Monday, May 16, 2011


Since I haven't done a whole lot of sewing lately, I'll show you pictures of my latest 'project.' I got a whole passel of rhubarb, and after freezing a bunch of it, I got out my canner. So far, I have made Rhubarb BBQ Sauce, and Bluebarb Jam. Here is the recipe for Bluebarb Jam, using Pomona's Universal Pectin (you can use honey or sugar, and a lot less of it than commercial pectins)

Bluebarb Jam

4 C. blueberries
4 C. rhubarb
1/4 C. lemon juice
2 to 3 C. honey or sugar
5 tsp. pectin powder
4 tsp. calcium water

Cook rhubarb in a small amount of water till soft. Add blueberries, lemon juice and calcium water. Bring to a boil, stirring frequently. In the meantime, combine sweetener and pectin powder in a small bowl til thoroughly combined. When fruit comes to a boil, add sugar/pectin and stir vigorously for 1-2 minutes. Return to a boil and remove from heat.
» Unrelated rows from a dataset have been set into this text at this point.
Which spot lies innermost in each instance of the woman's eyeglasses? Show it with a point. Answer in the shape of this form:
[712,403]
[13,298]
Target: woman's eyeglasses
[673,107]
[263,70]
Pour into hot canning jars, leaving 1/2 inch headspace. Add lids and process in a boiling water canner, 5 minutes for half pints, 10 minutes for pints. (Recipe makes 9 half pints)

1 comment:

  1. I have not heard of the pectin you used or the water, did you find them at the health food store? It sounds really yummy. Where did you find a recipe for the barbecue sauce? that sound most interesting!